Precious metals continue to offer reassurance in a world marked by geopolitical strain and institutional uncertainty, and further upside in gold and silver remains plausible. Beyond that, strategic commodities such as copper are benefiting from competition for supply driven by electrification, data infrastructure, and energy transition policies. Without investment in the grid, there will be no consumption of the data from AI or no AI data produced. At current levels of grid investment, the AI snake will eat itself. Grid investment, secure, reliable, power supplies and energy reserves look to be a very safe investment theme. Did anyone mention Venezuela? We have run an infrastructure strategy successfully for many years to focus on this opportunity.

Chart 5: General Commodities lag Gold but for how much longer?
Gold and GSCI equally weighted Index rebased to 100

Source: Bloomberg
In an increasingly multipolar world where different blocs of buyers compete for access to crucial commodities spikes higher in commodity prices are likely to become the norm. A broad range of commodities increasingly look strategic rather than cyclical. In portfolio terms, this is less about inflation hedging and more about strategic optionality, and allocations are likely to rise meaningfully from past norms. We also believe there is a significant opportunity for active managers to access significant alpha to enhance returns. Four decades ago, commodities often accounted for around 15% of global portfolios. That allocation no longer looks implausible.

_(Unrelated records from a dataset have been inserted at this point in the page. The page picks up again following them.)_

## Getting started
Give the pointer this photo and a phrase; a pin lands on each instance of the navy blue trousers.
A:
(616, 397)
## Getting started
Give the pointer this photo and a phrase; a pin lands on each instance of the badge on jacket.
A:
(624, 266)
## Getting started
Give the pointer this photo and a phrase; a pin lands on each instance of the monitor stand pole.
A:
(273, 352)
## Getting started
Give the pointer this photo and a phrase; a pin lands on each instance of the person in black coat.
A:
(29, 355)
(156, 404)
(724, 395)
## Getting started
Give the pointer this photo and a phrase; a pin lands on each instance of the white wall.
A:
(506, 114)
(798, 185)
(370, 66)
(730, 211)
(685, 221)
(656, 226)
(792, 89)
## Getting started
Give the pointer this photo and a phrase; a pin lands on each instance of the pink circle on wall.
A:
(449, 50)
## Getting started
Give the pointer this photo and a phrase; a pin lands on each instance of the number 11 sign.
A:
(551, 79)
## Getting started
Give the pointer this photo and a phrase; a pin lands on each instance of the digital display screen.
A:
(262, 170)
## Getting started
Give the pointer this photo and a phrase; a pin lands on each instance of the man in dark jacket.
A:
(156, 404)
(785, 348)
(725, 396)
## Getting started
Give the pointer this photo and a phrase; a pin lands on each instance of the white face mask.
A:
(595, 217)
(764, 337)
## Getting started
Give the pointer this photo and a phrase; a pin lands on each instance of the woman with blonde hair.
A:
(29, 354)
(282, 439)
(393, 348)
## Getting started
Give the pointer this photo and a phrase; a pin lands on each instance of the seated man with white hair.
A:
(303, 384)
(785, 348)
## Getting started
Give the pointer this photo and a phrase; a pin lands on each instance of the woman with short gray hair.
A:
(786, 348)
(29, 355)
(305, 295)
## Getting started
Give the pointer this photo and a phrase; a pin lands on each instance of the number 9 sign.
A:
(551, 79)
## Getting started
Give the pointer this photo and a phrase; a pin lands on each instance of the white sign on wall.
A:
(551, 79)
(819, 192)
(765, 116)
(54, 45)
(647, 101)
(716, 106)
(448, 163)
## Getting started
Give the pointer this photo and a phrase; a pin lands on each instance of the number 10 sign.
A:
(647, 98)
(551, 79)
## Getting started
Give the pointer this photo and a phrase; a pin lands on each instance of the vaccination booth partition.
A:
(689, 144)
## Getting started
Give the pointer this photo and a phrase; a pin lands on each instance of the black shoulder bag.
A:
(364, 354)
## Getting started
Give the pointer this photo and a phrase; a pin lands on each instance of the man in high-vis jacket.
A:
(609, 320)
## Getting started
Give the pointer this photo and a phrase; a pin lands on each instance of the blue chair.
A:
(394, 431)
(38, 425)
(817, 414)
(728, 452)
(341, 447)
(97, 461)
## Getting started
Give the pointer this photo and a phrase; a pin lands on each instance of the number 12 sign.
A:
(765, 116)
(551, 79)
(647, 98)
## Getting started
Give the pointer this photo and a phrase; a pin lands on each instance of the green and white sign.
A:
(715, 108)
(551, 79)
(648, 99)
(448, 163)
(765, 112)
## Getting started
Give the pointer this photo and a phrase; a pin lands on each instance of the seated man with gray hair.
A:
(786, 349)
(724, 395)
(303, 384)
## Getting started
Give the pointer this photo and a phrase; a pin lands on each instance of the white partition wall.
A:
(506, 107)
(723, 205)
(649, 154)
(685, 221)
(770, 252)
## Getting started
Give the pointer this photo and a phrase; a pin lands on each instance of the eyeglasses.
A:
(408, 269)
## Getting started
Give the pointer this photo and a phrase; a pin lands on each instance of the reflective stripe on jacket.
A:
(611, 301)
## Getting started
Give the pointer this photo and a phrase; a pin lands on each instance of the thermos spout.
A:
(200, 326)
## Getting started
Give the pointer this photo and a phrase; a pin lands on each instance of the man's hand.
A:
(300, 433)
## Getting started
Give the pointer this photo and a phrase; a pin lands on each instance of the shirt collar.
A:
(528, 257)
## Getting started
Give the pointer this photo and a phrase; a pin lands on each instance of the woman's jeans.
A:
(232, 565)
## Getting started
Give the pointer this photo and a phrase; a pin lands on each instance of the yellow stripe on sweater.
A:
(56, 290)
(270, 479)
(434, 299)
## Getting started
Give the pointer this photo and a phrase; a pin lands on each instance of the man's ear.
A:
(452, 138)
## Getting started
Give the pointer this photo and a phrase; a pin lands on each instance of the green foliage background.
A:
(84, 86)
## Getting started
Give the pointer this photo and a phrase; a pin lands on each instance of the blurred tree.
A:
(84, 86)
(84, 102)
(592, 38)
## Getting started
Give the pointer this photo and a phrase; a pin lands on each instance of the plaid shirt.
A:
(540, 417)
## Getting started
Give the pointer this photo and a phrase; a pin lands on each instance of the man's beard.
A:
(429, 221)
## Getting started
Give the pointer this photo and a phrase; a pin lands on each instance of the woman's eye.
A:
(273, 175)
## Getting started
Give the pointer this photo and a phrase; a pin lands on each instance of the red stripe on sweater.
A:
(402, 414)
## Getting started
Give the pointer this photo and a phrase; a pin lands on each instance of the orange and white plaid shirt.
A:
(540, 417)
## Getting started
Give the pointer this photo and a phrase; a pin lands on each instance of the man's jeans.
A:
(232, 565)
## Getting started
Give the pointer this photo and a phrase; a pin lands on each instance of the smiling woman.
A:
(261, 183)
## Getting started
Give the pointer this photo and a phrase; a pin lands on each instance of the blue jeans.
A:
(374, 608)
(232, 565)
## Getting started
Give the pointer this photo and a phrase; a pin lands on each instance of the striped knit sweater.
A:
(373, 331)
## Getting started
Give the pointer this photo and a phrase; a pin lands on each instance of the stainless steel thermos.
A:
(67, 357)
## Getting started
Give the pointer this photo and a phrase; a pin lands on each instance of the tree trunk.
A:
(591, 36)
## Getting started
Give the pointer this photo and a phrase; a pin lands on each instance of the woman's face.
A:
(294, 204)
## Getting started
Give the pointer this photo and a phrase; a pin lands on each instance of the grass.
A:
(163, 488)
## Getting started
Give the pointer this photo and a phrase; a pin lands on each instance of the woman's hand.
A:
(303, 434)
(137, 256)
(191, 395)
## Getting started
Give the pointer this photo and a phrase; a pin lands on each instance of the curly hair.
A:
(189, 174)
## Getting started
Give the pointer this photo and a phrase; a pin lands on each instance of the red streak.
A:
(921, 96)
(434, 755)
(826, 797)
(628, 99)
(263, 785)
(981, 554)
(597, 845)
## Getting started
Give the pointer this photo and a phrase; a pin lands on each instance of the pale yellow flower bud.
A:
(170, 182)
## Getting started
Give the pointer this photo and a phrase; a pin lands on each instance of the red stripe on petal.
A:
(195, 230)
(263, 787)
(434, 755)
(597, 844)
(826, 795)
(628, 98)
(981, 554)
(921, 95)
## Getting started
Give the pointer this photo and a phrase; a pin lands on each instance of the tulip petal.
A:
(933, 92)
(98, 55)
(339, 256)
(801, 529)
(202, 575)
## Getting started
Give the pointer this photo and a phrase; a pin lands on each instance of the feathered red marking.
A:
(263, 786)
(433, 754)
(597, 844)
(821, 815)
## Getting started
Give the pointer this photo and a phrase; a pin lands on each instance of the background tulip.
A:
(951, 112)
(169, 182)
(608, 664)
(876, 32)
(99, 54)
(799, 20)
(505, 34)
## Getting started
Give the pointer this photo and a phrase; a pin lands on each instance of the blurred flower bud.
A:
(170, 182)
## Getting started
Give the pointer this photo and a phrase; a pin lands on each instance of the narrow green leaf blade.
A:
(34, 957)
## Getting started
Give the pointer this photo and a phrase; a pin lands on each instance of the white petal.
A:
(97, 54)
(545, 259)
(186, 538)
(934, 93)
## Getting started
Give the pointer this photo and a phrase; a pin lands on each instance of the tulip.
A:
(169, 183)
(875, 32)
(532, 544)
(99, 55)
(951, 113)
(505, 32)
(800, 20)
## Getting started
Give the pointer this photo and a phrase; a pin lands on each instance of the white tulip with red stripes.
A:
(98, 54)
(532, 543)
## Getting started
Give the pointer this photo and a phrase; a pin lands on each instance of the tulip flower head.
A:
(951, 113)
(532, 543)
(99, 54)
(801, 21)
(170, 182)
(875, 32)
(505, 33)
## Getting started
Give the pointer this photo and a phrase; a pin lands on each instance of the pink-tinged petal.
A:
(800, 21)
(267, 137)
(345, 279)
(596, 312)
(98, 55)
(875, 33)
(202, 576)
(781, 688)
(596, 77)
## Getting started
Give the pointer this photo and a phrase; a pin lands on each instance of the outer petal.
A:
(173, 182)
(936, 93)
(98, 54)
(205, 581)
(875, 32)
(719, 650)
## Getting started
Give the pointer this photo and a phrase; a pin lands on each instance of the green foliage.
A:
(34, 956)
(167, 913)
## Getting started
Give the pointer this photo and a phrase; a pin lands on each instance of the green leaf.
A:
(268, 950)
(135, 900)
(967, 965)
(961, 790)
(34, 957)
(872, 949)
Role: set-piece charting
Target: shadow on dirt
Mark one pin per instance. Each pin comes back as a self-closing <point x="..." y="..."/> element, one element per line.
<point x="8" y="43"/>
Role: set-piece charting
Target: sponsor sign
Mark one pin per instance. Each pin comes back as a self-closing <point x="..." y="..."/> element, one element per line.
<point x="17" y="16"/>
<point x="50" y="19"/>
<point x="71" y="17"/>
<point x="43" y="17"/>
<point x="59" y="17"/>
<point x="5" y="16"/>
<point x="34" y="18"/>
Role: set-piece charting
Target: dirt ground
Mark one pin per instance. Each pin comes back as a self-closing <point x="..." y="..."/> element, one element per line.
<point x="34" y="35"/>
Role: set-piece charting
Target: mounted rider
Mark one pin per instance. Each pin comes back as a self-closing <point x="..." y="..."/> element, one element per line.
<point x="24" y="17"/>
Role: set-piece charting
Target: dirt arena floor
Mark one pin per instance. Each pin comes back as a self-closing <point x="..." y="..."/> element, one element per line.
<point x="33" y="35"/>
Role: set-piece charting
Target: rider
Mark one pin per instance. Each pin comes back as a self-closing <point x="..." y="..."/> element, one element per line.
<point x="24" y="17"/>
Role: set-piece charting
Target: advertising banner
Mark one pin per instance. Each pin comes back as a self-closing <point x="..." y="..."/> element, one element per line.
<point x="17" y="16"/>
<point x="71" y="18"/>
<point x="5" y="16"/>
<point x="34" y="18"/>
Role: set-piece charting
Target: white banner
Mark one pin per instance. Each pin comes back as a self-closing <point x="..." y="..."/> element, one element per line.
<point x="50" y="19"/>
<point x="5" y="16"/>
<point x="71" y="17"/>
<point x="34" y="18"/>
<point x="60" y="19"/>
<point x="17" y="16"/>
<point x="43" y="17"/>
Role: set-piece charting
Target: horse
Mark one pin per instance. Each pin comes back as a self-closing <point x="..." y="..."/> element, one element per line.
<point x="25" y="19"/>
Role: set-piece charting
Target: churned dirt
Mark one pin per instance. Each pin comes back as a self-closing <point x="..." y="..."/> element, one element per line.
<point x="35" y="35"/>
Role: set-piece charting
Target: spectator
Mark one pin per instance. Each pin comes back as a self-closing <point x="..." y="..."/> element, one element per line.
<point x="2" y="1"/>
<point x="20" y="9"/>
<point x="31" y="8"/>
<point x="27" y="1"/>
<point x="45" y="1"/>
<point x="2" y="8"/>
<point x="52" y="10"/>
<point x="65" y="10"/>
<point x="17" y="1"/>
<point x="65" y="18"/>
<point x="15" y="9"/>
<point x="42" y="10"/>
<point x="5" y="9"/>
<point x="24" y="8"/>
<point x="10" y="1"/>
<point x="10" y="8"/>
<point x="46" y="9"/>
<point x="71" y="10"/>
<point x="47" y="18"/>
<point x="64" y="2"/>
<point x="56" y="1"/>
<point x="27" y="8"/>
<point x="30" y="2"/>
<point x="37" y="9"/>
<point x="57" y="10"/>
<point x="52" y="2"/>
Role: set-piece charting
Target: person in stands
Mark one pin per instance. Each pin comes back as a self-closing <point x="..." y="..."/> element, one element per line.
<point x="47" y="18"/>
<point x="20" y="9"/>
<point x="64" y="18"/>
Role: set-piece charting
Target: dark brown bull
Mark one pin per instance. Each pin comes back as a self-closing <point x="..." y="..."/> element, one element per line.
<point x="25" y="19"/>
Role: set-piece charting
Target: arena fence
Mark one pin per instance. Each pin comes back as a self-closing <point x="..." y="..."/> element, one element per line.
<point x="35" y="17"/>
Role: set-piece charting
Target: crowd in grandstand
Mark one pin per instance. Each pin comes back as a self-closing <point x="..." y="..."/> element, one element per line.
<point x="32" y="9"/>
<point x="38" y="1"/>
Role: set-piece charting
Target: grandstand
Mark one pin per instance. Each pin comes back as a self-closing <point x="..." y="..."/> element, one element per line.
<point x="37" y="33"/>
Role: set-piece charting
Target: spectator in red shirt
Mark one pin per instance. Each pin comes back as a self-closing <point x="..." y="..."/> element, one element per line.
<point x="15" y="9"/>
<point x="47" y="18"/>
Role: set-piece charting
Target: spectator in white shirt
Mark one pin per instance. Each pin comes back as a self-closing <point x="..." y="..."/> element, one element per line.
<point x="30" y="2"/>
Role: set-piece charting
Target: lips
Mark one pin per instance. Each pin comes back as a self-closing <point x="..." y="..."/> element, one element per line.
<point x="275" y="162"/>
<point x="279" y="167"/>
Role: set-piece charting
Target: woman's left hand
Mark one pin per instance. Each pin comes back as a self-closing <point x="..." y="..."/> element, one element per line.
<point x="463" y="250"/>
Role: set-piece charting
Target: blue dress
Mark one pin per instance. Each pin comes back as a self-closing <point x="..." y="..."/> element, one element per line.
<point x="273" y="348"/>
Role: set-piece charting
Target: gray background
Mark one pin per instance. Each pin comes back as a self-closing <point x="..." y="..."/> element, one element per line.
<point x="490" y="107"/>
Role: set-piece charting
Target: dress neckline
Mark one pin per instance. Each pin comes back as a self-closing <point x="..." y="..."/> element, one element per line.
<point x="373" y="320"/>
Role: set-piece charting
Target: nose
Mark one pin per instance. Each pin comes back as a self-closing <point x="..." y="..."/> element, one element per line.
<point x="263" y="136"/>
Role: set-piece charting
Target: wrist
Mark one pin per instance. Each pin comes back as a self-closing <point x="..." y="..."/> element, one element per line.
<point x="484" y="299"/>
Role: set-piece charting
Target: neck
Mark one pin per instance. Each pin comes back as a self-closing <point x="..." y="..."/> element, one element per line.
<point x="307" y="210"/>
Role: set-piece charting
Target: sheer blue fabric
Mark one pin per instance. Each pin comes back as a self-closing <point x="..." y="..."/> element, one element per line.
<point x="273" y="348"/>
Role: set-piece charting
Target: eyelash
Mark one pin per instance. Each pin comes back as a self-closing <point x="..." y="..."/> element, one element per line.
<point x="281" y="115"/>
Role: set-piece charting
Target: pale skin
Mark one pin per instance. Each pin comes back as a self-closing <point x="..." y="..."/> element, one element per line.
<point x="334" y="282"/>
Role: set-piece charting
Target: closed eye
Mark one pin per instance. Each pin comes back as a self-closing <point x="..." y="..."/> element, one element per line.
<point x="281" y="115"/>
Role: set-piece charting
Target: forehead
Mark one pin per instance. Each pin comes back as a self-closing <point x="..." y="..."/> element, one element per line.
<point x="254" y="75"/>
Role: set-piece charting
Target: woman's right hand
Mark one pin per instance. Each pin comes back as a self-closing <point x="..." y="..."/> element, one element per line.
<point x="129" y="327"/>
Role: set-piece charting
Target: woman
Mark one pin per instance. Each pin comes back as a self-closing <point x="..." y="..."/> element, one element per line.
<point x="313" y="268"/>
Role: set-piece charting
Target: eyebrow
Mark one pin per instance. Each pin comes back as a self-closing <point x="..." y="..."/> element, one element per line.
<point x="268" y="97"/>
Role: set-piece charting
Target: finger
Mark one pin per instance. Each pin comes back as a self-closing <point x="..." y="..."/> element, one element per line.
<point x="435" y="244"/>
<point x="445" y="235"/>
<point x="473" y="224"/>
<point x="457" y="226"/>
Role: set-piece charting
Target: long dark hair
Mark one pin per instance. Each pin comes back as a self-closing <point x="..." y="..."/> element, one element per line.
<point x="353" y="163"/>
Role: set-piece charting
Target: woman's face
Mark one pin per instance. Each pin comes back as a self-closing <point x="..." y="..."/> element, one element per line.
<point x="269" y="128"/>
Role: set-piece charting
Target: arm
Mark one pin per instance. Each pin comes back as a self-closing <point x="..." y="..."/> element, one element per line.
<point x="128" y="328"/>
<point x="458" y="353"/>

Risks to this view lie in the interaction of several adverse outcomes rather than any single shock. A renewed inflation surge, a loss of Fed credibility, earnings disappointment driven by margin pressure, a liquidity event in technology or private markets, or a geopolitical disruption to energy or commodity supply chains could combine to produce a more volatile and uneven market outcome. None of these risks alone would necessarily derail markets, but together they would challenge the expectation of a constructive start to 2026 and reinforce the need for portfolios built for uncertainty rather than precision as the year unfolds.